Devoramos a comida e ele nos deixa novamente sem dizer uma palavra.
- Comeu bem? - preciso parar de parecer tão preocupado ou ela vai desconfiar de que sinto alguma coisa.
- Sim, muito bem e você? - seu sorriso e suas covinhas me fazem dançar mentalmente.
- Com certeza. - meus olhos estão grudados aos dela - Posso te perguntar algo?
- Claro, pode perguntar.
- Por que você não fala sobre seu passado comigo? Você já comentou sobre algumas coisas mas, estamos presos aqui e não sabemos quase nada uns sobre o outro.
- Okay, o que quer saber?
- Tudo.
- Resumidamente, depois que meu pai largou minha mãe foi muito difícil, então moramos com a minha avó um tempo, me apeguei muito a ela. Chorei durante duas semanas seguidas quando nos mudados. Eu já tinha uns 12 anos e foi bem difícil na época ficar separada da única pessoa que me amava de verdade. Não que minha mãe não me ama, mas não é igual, não vejo o carinho em seus olhos quando estamos juntas e isso sempre me machucou, mas ela é minha mãe o que eu poderia fazer?
- Você sente falta dela?
- As vezes, mas sinto falta de qualquer pessoa depois que vim parar aqui. Voltando a história, depois de alguns anos minha mãe conheceu o Mark, que agora conhecemos por Fred. Ele sempre levava alguma guloseima e me deixava longe da minha mãe pra não brigarmos tantas vezes.
- Vocês brigavam muito?
- Sim, quase todos os dias, a todo momento ela tinha algo do que reclamar sobre mim, e isso me deixou cansada psicologicamente, era horrível conviver com alguém assim, eu sempre senti que ela não me amava de verdade e eu só destruía a sua vida.

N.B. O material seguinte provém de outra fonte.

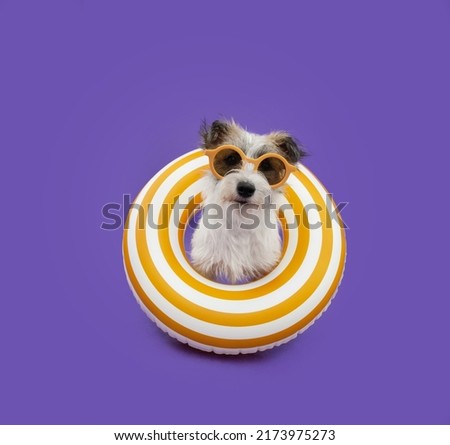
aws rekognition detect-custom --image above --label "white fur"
[191,120,298,283]
[191,164,282,283]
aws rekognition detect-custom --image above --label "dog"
[191,120,306,284]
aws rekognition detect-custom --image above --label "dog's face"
[201,121,305,206]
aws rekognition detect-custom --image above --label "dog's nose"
[236,181,255,198]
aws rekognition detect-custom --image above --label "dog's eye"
[224,154,241,165]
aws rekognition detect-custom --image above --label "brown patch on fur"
[268,131,306,164]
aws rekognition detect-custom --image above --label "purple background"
[0,0,450,424]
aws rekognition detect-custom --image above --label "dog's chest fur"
[192,203,281,283]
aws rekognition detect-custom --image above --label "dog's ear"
[200,120,230,148]
[271,131,307,164]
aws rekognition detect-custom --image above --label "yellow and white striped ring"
[123,150,346,354]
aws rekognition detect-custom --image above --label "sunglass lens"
[258,157,286,185]
[214,148,242,176]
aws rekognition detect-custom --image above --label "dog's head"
[201,120,306,206]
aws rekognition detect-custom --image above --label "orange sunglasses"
[204,145,297,188]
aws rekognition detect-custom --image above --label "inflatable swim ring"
[123,149,346,354]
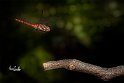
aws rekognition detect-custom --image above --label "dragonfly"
[15,18,50,32]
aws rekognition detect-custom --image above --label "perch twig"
[43,59,124,81]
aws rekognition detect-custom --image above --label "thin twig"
[43,59,124,81]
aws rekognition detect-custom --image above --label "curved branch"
[43,59,124,81]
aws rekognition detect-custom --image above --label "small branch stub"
[43,59,124,81]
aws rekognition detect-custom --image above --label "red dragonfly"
[15,18,50,32]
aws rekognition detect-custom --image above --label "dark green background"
[0,0,124,83]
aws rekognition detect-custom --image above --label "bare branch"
[43,59,124,81]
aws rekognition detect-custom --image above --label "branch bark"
[43,59,124,81]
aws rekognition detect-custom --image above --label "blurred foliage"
[0,0,124,83]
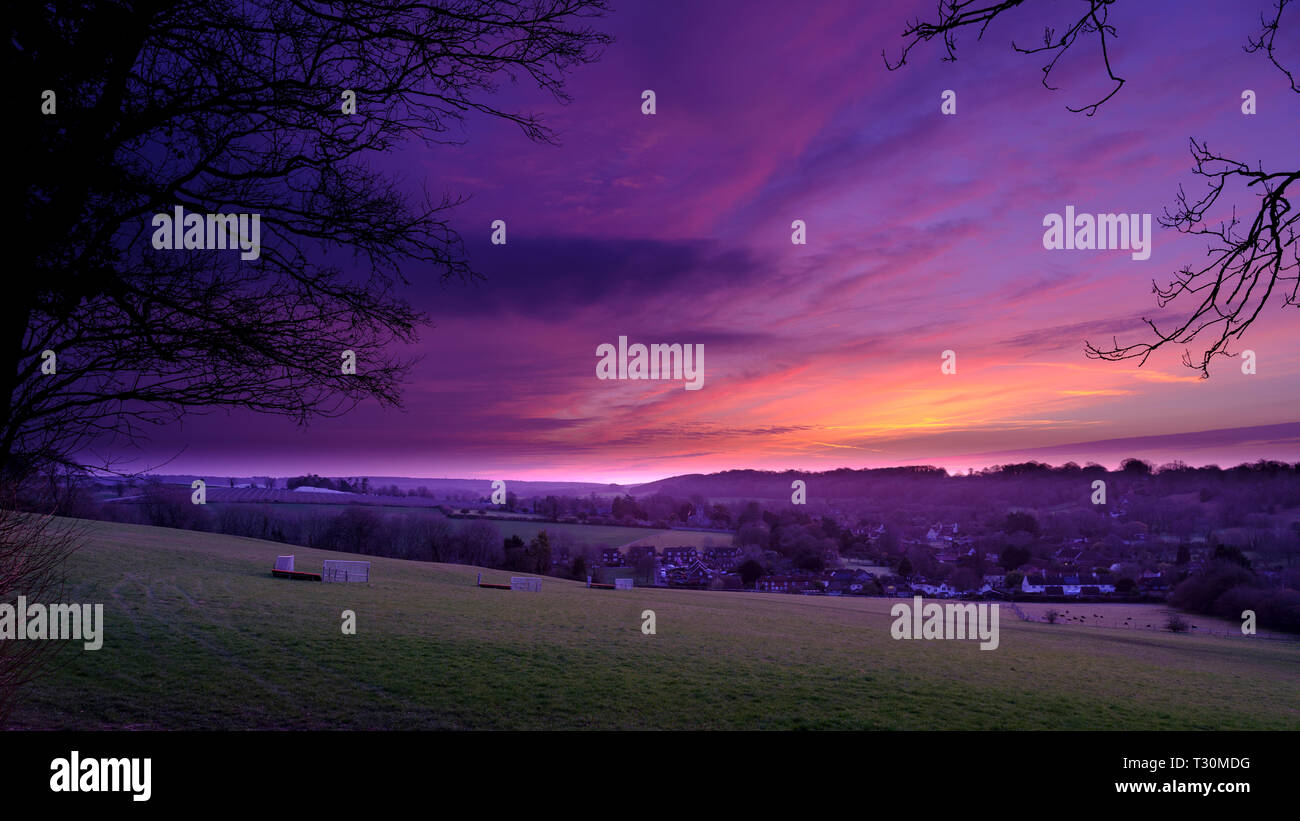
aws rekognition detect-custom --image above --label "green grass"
[13,522,1300,730]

- Não diga uma coisa dessas, você não estraga a vida de ninguém, você é muito especial. Olha o quanto aguentou nesse lugar horrível sozinha e ainda consegue ter um sorriso lindo no rosto. - Assim que as palavras saem da minha boca vejo um largo sorriso aparecer em seus lábios.
- Não sei como consegue levantar minha auto estima desse jeito mas está funcionando.
Rimos baixo e continuamos nos encarando por alguns segundos, o clima quente exalando era mais que visível.
- Agora me conta sobre você.
- Bom, eu morava com meu pai e minha irmã mais nova, Emma. Minha mãe morreu quando minha irmã nasceu. Foi muito difícil na época obviamente mas meu pai conseguiu cuidar de nós dois muito bem.
- Sinto muito pela sua mãe. - ela diz carinhosamente.
- As vezes eu sonho com ela, ela sempre me conta quando algo ruim vai acontecer. Ela me avisou para tomar cuidado antes de acabar aqui.
Seus olhos arregalados e interessados em minha vida me causam borboletas no estômago. Ficamos contando histórias por mais algumas horas. Não me cansava dela em momento algum.